As I was working with the code, I made some updates to modernise it, improve its usability, and add proper documentation. I wanted to offer these changes back to the original project in case they are useful to you or to future learners who find this repo.
Here is a summary of the improvements:
Code Modernization & Refactoring:
- Refactored uniqueCounts, entropy, and gini to use the more efficient and Pythonic collections.Counter and math.log2.
- Added guard clauses to entropy and gini to prevent ZeroDivisionError.
- Improved overall code formatting, readability, and added docstrings to all major functions.
New Features & Usability:
- Command-Line Interface: Integrated argparse to allow users to select the dataset and criterion (gini/entropy) from the command line.
- Graphviz Plotting: Added a --plot option to generate a tree visualisation and save it to file (e.g. .png format).
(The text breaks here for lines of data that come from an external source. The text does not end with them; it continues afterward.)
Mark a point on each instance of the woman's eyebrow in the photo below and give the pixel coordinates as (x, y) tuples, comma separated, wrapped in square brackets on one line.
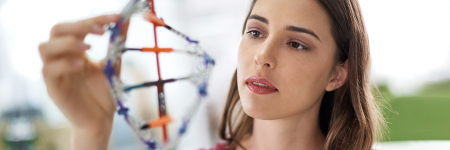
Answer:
[(302, 30), (260, 18)]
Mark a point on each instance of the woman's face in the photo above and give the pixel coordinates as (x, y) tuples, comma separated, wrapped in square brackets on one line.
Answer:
[(285, 60)]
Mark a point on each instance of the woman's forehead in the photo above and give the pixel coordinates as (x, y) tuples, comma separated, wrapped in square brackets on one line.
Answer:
[(301, 13)]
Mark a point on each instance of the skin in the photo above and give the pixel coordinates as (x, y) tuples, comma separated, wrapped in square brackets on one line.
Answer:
[(76, 84), (301, 66), (286, 119)]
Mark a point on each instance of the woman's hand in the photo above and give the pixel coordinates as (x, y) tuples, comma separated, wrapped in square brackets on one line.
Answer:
[(77, 85)]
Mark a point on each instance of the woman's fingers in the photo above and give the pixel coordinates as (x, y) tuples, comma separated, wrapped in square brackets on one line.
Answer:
[(67, 45), (83, 27)]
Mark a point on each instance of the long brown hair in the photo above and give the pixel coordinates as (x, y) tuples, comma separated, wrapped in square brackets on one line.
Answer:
[(349, 116)]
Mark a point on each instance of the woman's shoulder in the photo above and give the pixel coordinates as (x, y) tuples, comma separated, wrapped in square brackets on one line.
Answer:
[(219, 146)]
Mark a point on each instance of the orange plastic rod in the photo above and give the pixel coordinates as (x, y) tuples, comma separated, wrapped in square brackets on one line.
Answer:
[(155, 20), (157, 49), (160, 122)]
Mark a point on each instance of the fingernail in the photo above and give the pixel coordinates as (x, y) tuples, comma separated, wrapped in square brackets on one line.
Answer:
[(111, 17), (78, 63), (98, 29), (84, 46)]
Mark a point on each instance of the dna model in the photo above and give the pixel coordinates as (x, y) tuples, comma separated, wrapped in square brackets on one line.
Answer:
[(118, 90)]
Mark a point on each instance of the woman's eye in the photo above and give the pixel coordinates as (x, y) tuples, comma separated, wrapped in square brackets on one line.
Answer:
[(297, 46), (255, 34)]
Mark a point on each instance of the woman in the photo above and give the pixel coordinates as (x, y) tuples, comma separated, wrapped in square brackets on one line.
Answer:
[(301, 80)]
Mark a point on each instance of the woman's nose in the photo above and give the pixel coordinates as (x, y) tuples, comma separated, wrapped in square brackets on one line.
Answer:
[(265, 57)]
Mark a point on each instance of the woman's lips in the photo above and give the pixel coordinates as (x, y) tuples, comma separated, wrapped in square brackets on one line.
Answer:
[(260, 85)]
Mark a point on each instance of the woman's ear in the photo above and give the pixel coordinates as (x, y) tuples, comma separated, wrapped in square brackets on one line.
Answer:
[(339, 77)]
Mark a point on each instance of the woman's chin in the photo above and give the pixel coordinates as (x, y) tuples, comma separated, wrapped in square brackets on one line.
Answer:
[(259, 111)]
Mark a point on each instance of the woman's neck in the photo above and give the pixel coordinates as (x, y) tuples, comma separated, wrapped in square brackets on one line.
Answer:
[(299, 132)]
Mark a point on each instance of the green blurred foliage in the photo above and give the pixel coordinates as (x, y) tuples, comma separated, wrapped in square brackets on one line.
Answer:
[(424, 115)]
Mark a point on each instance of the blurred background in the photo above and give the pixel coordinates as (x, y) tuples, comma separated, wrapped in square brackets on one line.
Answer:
[(410, 47)]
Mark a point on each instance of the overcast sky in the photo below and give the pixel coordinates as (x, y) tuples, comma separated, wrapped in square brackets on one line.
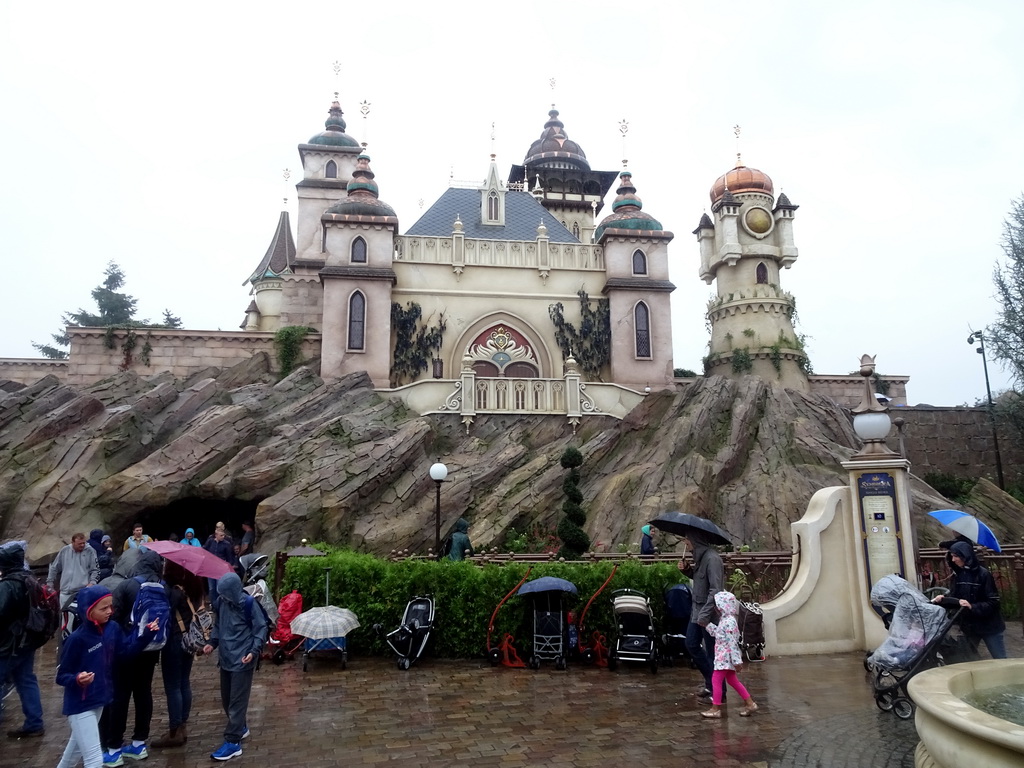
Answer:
[(156, 136)]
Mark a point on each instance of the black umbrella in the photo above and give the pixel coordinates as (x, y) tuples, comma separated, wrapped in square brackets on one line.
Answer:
[(682, 523)]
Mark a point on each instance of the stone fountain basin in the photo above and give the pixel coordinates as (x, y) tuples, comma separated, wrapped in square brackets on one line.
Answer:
[(953, 733)]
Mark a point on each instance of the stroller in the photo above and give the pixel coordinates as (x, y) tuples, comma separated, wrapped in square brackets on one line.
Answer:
[(411, 638), (636, 640), (678, 602), (919, 639), (547, 596)]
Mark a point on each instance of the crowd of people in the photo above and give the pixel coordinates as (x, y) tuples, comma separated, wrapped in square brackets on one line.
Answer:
[(109, 662)]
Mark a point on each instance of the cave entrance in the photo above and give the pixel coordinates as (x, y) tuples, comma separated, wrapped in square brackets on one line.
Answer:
[(201, 514)]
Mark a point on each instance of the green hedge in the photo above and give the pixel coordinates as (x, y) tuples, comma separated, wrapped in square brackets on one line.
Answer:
[(465, 596)]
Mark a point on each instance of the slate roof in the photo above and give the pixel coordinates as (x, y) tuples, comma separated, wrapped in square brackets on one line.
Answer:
[(522, 215), (281, 254)]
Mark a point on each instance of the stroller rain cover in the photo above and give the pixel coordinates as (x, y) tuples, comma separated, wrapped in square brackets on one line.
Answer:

- Improved Classification Output: Created a dedicated function to print classification results in a clear, human-readable, and deterministic format.
Project Structure & Documentation:
- New README: Added a comprehensive README.md with instructions on prerequisites, installation, and usage.
- Better File Naming: Renamed the main script from implementation.py to decision_tree.py to follow standard Python conventions.
- Organized Directory Structure: Moved data files (.csv) into a data/ directory to separate code from data.
No pressure to merge this, as I know the project is not actively maintained, but I wanted to offer these improvements back. Thanks again for the great resource!